While at Kripalu, students wandered through the woods, walked through a labrynth, ate great food, and took a Yogadance class, which was a huge dance party with live drumming. Then they were told about the semester intensive, a semester long intensive program offered in the fall for students looking to live in a close-knit community and have the opportunity to venture deeply into themselves.
Each semester has a diverse group of 35 18-22 year-olds and most students coming out of the program view it as having been a life-changing experience.
The main thing Kripalu looks for in applicants is a strong passion for something, and no prior experience with yoga or philosophy is necessary.
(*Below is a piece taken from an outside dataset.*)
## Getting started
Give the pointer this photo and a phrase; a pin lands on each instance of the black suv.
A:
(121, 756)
The way the program is set up now, students are able to receive up to 15 credits through Leslie University in Boston, but JSC is working to make it a program similar to NSE for JSC students by 2010. For more information about this program, please contact Faith McClellan at faithm@kripalu.org or visit kripalu.org/semesterintesive.
To close the semester, students went to the Awakening the Spirit Day, sponsored by Johnson’s WAM program at Dreaming Mountain in Johnson on May 4. Practitioners from all over Vermont showcased their techniques for a day of relaxation, fun, and education. People brought food for a potluck and experienced an array of alternative therapies, including massage, reflexology, meditation, reiki, aromatherapy, qi gong, naturopathy, and astrology. Students were grateful to be able to relax and to have this opportunity to integrate the knowledge they had gained throughout the semester into their lives through direct experience of these complementary healing methods.